A due anni dallo scoppio del conflitto in Ucraina, le dinamiche globali del cibo si trovano al centro di un intenso processo di trasformazione, con i mercati internazionali caratterizzati da forti spinte inflattive e vulnerabilità.
Queste tensioni hanno generato nel breve termine un aumento vertiginoso dei costi di produzione, incertezze sugli approvvigionamenti e sulle quotazioni dei prodotti agricoli, preoccupazioni sui flussi commerciali internazionali.
Gli effetti non si sono fatti attendere anche nel mercato italiano con evidenti ripercussioni sulla quotidianità del tessuto produttivo locale. Infatti, l’impennata dei costi di produzione ed energetici e le oscillazioni dei prezzi hanno impattato fortemente sull’anello primario e più debole della filiera, le aziende agricole. Una situazione che ha reso ancor più insostenibile la forbice tra i prezzi riconosciuti agli agricoltori e quelli invece pagati dai consumatori finali.
Il prezzo del pane è cresciuto di circa 14 volte rispetto alla quotazione riconosciuta agli agricoltori per il frumento tenero necessario per la panificazione. Nel caso della carne bovina il prezzo dagli allevamenti allo scaffale è salito di ben 8 volte, 4 per la carne suina. E la distanza tra prezzi alla produzione e prezzi al consumo è diventato decisamente considerevole in molti altri settori, dalla frutta al latte.
Dunque le aziende del comparto agricolo, più di quelle operanti in altri settori, hanno pagato cara la crisi innescata dalla guerra in Ucraina, che si è riversata tanto sulle quotazioni dei prodotti energetici quanto su quelle dei principali mezzi tecnici di produzione agricola.
L’indice dei prezzi medi dell’energia della Banca Mondiale ha segnato nel 2023 una crescita del 103% rispetto a prima del confitto, mentre il gas naturale è aumentato del 126%.

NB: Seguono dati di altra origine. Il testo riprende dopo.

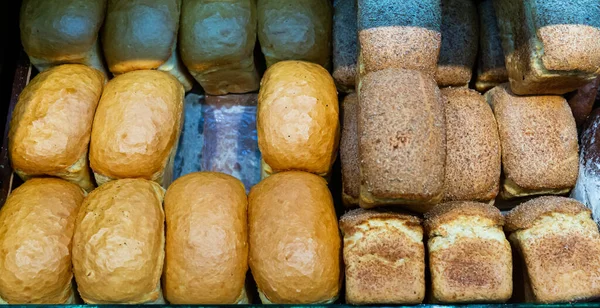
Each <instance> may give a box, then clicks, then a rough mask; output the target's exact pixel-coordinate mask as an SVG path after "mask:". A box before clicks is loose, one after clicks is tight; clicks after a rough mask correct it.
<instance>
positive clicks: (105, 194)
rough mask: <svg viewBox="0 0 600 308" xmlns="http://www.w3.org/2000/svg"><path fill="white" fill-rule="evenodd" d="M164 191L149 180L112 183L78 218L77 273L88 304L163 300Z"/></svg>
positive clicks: (76, 239) (85, 198)
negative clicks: (161, 288) (161, 290)
mask: <svg viewBox="0 0 600 308" xmlns="http://www.w3.org/2000/svg"><path fill="white" fill-rule="evenodd" d="M164 193H165V191H164V189H162V187H160V185H158V184H156V183H154V182H151V181H148V180H144V179H123V180H116V181H111V182H109V183H106V184H105V185H102V186H100V187H98V188H97V189H96V190H94V191H93V192H92V193H90V194H89V195H88V196H87V197H86V198H85V200H84V201H83V204H82V205H81V210H80V211H79V214H78V215H77V220H76V223H75V235H74V236H73V271H74V273H75V279H76V280H77V289H78V290H79V294H80V295H81V298H82V299H83V300H84V301H85V302H86V303H88V304H110V303H113V304H116V303H121V304H141V303H150V302H155V301H157V300H159V299H161V298H162V294H161V290H160V276H161V273H162V269H163V260H164V256H165V236H164V224H165V223H164V221H165V214H164V212H163V207H162V202H163V198H164Z"/></svg>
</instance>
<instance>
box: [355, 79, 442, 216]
mask: <svg viewBox="0 0 600 308" xmlns="http://www.w3.org/2000/svg"><path fill="white" fill-rule="evenodd" d="M358 101H359V116H358V132H359V152H360V174H361V188H360V206H361V207H363V208H371V207H374V206H379V205H386V204H393V205H398V204H403V205H409V206H412V207H411V209H412V210H415V211H421V212H422V211H426V210H427V209H428V207H430V205H431V204H436V203H438V202H439V201H440V200H441V198H442V196H443V193H444V190H443V189H444V174H445V164H446V129H445V126H446V125H445V121H444V104H443V101H442V97H441V95H440V91H439V89H438V87H437V84H436V83H435V81H434V80H433V78H432V77H431V76H429V75H427V74H425V73H422V72H419V71H411V70H402V69H386V70H382V71H377V72H373V73H369V74H367V75H366V76H364V77H362V78H361V80H360V84H359V92H358ZM398 162H403V163H402V164H399V163H398Z"/></svg>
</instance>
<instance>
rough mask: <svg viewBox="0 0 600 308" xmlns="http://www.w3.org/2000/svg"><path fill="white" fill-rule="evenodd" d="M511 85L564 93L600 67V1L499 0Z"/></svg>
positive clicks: (588, 80)
mask: <svg viewBox="0 0 600 308" xmlns="http://www.w3.org/2000/svg"><path fill="white" fill-rule="evenodd" d="M494 6H495V9H496V15H497V16H498V26H499V28H500V34H501V37H502V40H503V42H502V45H503V49H504V54H505V56H506V68H507V70H508V77H509V81H510V85H511V88H512V90H513V92H514V93H516V94H519V95H529V94H564V93H567V92H570V91H573V90H575V89H577V88H578V87H581V86H583V85H585V84H586V83H588V82H590V81H592V79H593V78H595V77H596V75H597V72H598V70H599V69H600V29H599V28H598V27H600V22H598V21H597V18H596V16H598V15H599V14H600V7H598V5H597V3H595V2H594V1H571V2H564V1H557V0H553V1H549V0H545V1H541V0H528V1H522V0H504V1H494Z"/></svg>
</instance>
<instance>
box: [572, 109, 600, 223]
mask: <svg viewBox="0 0 600 308" xmlns="http://www.w3.org/2000/svg"><path fill="white" fill-rule="evenodd" d="M596 140H600V109H595V110H594V111H593V112H592V113H591V114H590V117H589V118H588V120H587V122H586V123H585V126H584V127H583V130H582V131H581V141H580V153H579V175H578V176H577V183H576V184H575V188H573V191H572V192H571V197H572V198H575V199H577V200H578V201H579V202H581V203H583V204H584V205H585V206H587V207H588V208H589V209H590V210H591V212H592V218H593V219H594V221H596V223H600V195H599V193H600V143H598V142H597V141H596Z"/></svg>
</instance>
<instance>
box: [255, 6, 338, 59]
mask: <svg viewBox="0 0 600 308" xmlns="http://www.w3.org/2000/svg"><path fill="white" fill-rule="evenodd" d="M257 13H258V30H257V31H258V40H259V41H260V46H261V49H262V53H263V54H264V55H265V60H266V61H267V67H270V66H271V65H273V64H275V63H277V62H279V61H284V60H302V61H309V62H313V63H317V64H320V65H321V66H323V67H325V68H327V69H329V68H330V66H331V29H332V24H333V20H332V19H333V17H332V15H333V12H332V6H331V2H329V1H322V0H302V1H281V0H260V1H258V3H257Z"/></svg>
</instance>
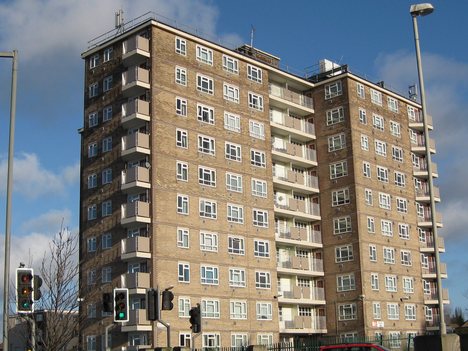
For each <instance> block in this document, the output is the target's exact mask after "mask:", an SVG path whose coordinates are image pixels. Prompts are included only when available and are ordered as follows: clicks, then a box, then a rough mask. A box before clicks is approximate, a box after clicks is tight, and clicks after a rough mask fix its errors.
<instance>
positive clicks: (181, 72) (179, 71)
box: [175, 66, 187, 86]
mask: <svg viewBox="0 0 468 351" xmlns="http://www.w3.org/2000/svg"><path fill="white" fill-rule="evenodd" d="M175 81H176V83H177V84H180V85H183V86H187V70H186V69H185V68H183V67H179V66H176V68H175Z"/></svg>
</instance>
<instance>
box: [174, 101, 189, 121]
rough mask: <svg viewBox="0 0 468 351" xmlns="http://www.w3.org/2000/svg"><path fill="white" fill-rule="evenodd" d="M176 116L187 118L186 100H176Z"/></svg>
mask: <svg viewBox="0 0 468 351" xmlns="http://www.w3.org/2000/svg"><path fill="white" fill-rule="evenodd" d="M176 114H178V115H179V116H183V117H187V99H182V98H176Z"/></svg>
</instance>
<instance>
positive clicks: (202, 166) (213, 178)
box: [198, 166, 216, 187]
mask: <svg viewBox="0 0 468 351" xmlns="http://www.w3.org/2000/svg"><path fill="white" fill-rule="evenodd" d="M198 184H201V185H207V186H213V187H215V186H216V170H215V169H212V168H207V167H203V166H198Z"/></svg>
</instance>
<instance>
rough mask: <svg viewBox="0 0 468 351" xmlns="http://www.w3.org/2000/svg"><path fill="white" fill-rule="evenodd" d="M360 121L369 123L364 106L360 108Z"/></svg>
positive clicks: (359, 115) (362, 122)
mask: <svg viewBox="0 0 468 351" xmlns="http://www.w3.org/2000/svg"><path fill="white" fill-rule="evenodd" d="M359 123H361V124H367V113H366V110H364V109H363V108H360V109H359Z"/></svg>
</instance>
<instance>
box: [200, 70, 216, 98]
mask: <svg viewBox="0 0 468 351" xmlns="http://www.w3.org/2000/svg"><path fill="white" fill-rule="evenodd" d="M197 89H198V90H199V91H201V92H203V93H208V94H211V95H213V93H214V81H213V78H211V77H208V76H204V75H202V74H197Z"/></svg>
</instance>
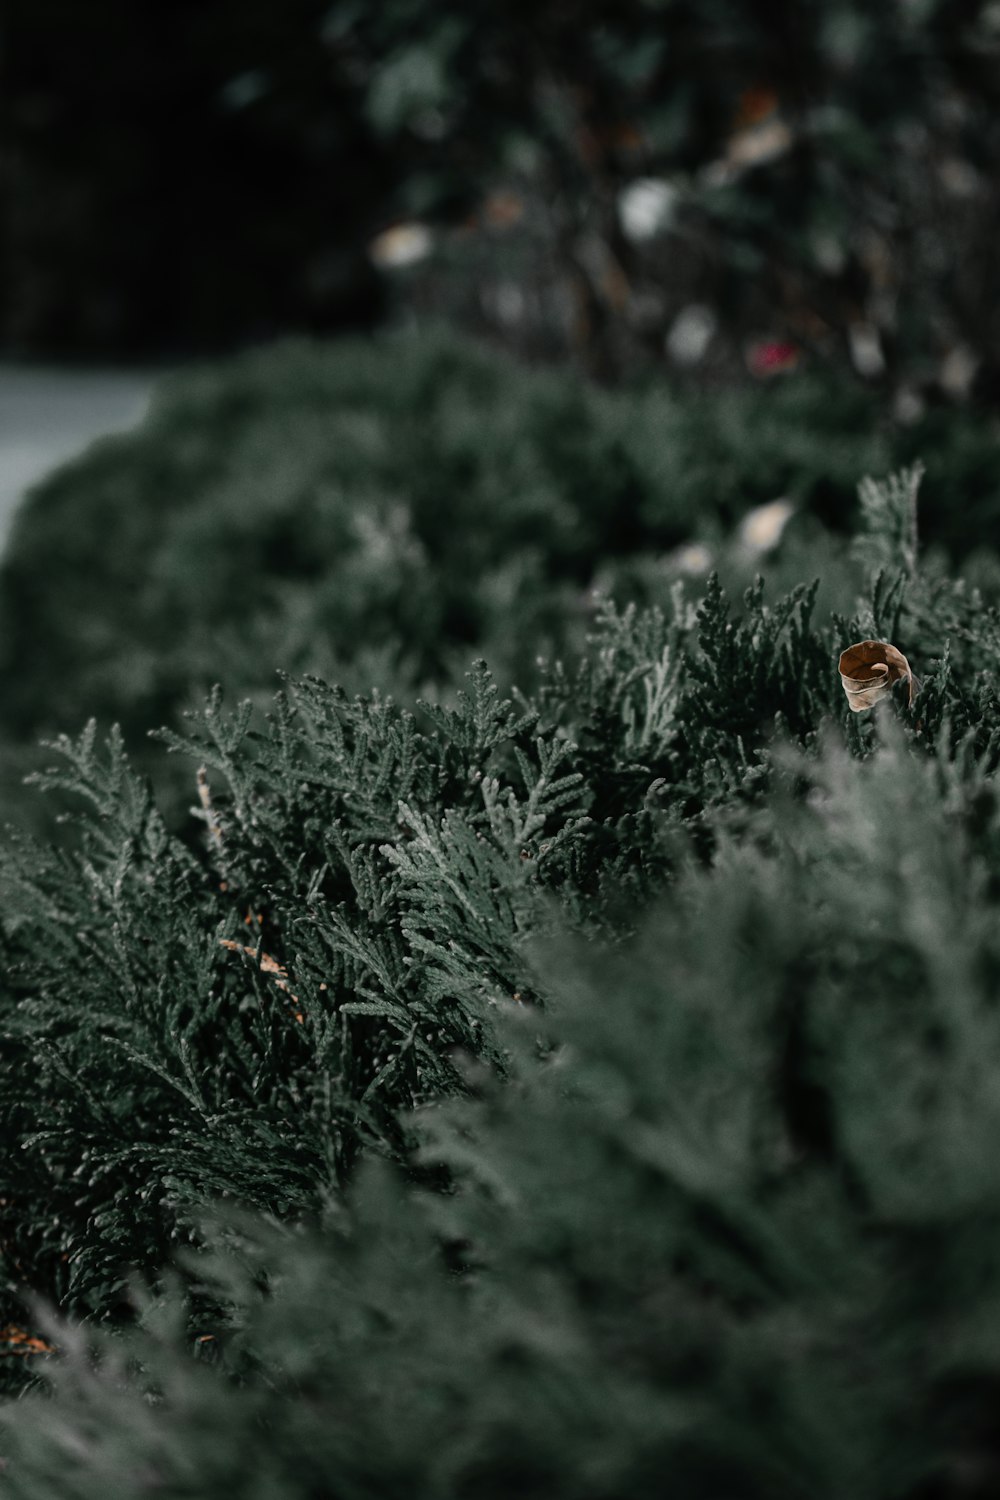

Il rialzo delle quotazioni del gasolio agricolo tra il 2022 e il 2023 continua a riflettersi sui prezzi attuali, che rimangono del 53% più alti rispetto al 2020, anno di avvio della crisi pandemica.
Discorso analogo per le quotazioni dei fertilizzanti, che sono cresciute esponenzialmente sin dalla crisi Covid. In Italia i prezzi di questi prodotti hanno fatto registrare dei picchi nel 2022, anno dell’invasione ucraina, per poi subire un alleggerimento anche se continuano ad attestarsi su valori decisamente più alti rispetto al passato. Mediamente le quotazioni dei principali fertilizzanti nel 2024 si attestano su valori del 66% superiori al 2020.
Come se non bastasse, si è avuta nell’ultimo biennio un’impennata dei prezzi internazionali dei principali prodotti agricoli e derivati come olio di girasole e cereali utilizzati nel processo produttivo dell’industria alimentare o cruciali per l’alimentazione zootecnica. Le quotazioni 2022 per l’olio di girasole sono state in media del 103% più alte rispetto al 2020, per il mais maggiori del 109%. Questi rincari si sono trasformati in un evidente appesantimento dei bilanci degli allevamenti per i quali il mais rappresenta una voce di costo importante per l’alimentazione del bestiame.
“Il problema – denuncia Coldiretti Cuneo – sta nel fatto che l’incremento dei costi dei fattori produttivi ed energetici è stato solo in minima parte assorbito dall’aumento dei prezzi dei prodotti agricoli e alimentari, come emerge chiaramente dall’analisi dell’indice dei prezzi della Fao per carne, cereali e prodotti lattiero-caseari”.